People typically do not like change and this is especially true when IT departments deploy new or upgraded systems and software that staff use to do their daily work. Technology administrators know that making inevitable enterprise changes can be stressful to staff, so planning and communication is always crucial. Having a strategy similar to this applies to application development as well. Convincing project stakeholders that your idea to solve a problem is the way to proceed takes some skillful intrapreneurship tactics.
According to businessdictionary.com, the word Intrapreneurship is defined as the “Practice of entrepreneurship in an established firm. Intrapreneurship applies the ‘start up’ style of management (characterized by flexibility, innovation, and risk taking) to a secure and stable firm. The objective is to fast track product development (by circumventing the bureaucracy) to take advantage of a new opportunity or to assess feasibility of a new process or design.”
Recently, I began working on developing a new process for an existing business process in a system that is already in use. Complicating things is the fact that staff are doing the business process in the existing system using a workaround. In a perfect scenario, the existing workaround could integrate with the software change, but in this instance, it is not possible because it would not work with the project requirements. An easy route would be for me to throw an unexpected solution out there and say, “This is the only way to do this,” but I prefer to communicate that reality with a bit more finesse to increase the probability of stakeholder’s acceptance. In other words, I need to get buy-in when I pitch a new process change that will fundamentally change the way staff interact with the software system.
My friend and colleague, Matt Kernicky, recently wrote the blog, The Most Important Tool in Your Toolbox: Buy-In. He talked about how it was not solely up to him whether or not his preference of a specific type of diagraming tool is used in a project. I fully agree with his assessment and his willingness to change for the benefit of the group. While a different scenario, in contrast, is that sometimes there is a need or desire to “sell” an idea or solution when you think stakeholders would not expect or accept it. There is definitely risk with this strategy, including failure, which is not necessarily a bad thing as a learning experience, if an employer supports employee intrapreneurship.

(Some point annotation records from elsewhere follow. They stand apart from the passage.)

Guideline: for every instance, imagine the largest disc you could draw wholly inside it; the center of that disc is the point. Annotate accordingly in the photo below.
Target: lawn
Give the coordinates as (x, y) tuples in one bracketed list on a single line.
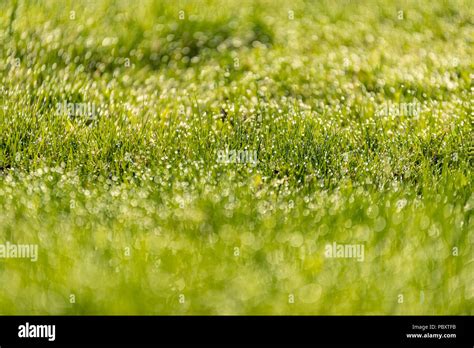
[(236, 157)]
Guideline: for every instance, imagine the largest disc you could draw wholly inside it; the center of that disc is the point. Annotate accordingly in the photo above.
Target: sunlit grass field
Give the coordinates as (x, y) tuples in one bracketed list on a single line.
[(355, 121)]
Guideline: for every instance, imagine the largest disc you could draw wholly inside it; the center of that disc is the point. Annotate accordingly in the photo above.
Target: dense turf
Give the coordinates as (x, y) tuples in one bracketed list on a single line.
[(124, 125)]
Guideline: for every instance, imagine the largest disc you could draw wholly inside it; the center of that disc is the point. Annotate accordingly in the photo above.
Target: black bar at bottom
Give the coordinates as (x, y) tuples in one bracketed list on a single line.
[(346, 330)]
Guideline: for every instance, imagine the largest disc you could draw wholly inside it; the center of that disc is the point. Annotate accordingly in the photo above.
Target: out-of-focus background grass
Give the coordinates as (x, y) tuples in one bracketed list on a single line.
[(132, 212)]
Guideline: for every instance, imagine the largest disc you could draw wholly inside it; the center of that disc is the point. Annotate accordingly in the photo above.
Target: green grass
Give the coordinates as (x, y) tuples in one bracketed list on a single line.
[(133, 213)]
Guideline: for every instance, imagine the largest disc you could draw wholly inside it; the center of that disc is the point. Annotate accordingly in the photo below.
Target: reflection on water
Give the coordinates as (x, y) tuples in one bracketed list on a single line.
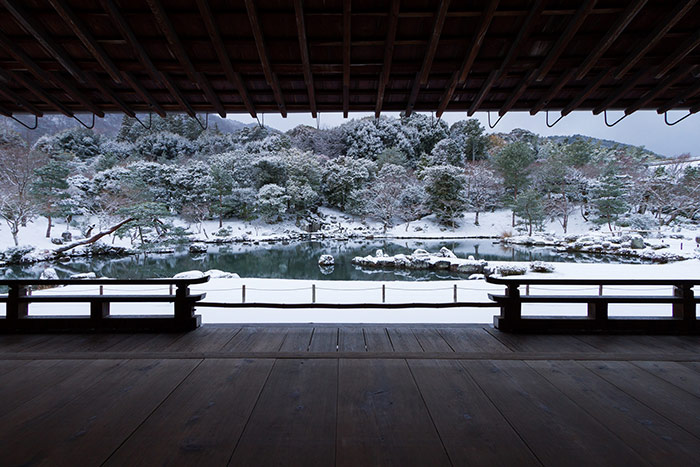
[(298, 260)]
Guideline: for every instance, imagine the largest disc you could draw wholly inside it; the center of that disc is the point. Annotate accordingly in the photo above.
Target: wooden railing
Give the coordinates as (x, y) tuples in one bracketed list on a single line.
[(682, 300), (19, 297)]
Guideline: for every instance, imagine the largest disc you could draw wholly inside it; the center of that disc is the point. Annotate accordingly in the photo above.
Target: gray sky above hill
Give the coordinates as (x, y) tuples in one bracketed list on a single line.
[(644, 128)]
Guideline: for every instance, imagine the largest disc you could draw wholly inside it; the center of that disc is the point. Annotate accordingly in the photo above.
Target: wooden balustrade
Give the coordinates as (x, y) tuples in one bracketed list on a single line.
[(683, 303), (19, 319)]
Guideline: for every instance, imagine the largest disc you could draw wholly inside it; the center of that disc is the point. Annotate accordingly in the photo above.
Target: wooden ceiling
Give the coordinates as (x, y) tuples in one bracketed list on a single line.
[(252, 56)]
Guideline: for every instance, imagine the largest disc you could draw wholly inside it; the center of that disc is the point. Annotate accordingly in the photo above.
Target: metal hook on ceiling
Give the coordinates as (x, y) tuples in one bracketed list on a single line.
[(92, 125), (677, 121), (206, 121), (555, 122), (36, 122), (488, 113), (150, 121), (610, 125)]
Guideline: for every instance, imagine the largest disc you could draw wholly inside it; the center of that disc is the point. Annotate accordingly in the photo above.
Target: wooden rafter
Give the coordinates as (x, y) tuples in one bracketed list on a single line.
[(596, 52), (460, 76), (167, 28), (659, 88), (304, 50), (143, 93), (665, 25), (511, 55), (388, 55), (86, 37), (422, 75), (347, 37), (231, 74), (36, 90), (54, 77), (270, 76)]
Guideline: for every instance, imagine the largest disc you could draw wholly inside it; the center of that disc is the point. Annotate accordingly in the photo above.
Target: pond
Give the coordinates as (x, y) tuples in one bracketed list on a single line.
[(298, 260)]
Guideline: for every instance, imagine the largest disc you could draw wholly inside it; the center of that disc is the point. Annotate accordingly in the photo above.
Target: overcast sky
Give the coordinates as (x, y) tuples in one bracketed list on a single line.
[(644, 128)]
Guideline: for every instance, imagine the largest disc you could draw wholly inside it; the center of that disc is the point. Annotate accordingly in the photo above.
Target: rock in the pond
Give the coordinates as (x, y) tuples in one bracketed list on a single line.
[(84, 275), (198, 248), (217, 274), (49, 274), (541, 266), (189, 275)]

The realization is daunting that stakeholders may not be receptive to your ideas, or at least at first. Because of this, it is important to remain flexible with an idea or solution and invite others on the team to analyze, critique, build on, and share ownership. Sharing ownership is especially important when a proposed solution causes additional work for the stakeholders such as having to communicate new process information and requiring additional training for staff. As an application developer, when you spend time being creative and coming up with a solution because you are passionate about solving a problem or streamlining a process, I believe that you owe it to yourself to use intrapreneurship strategies when managing software changes. It may not work out, but I believe it is worth the risk.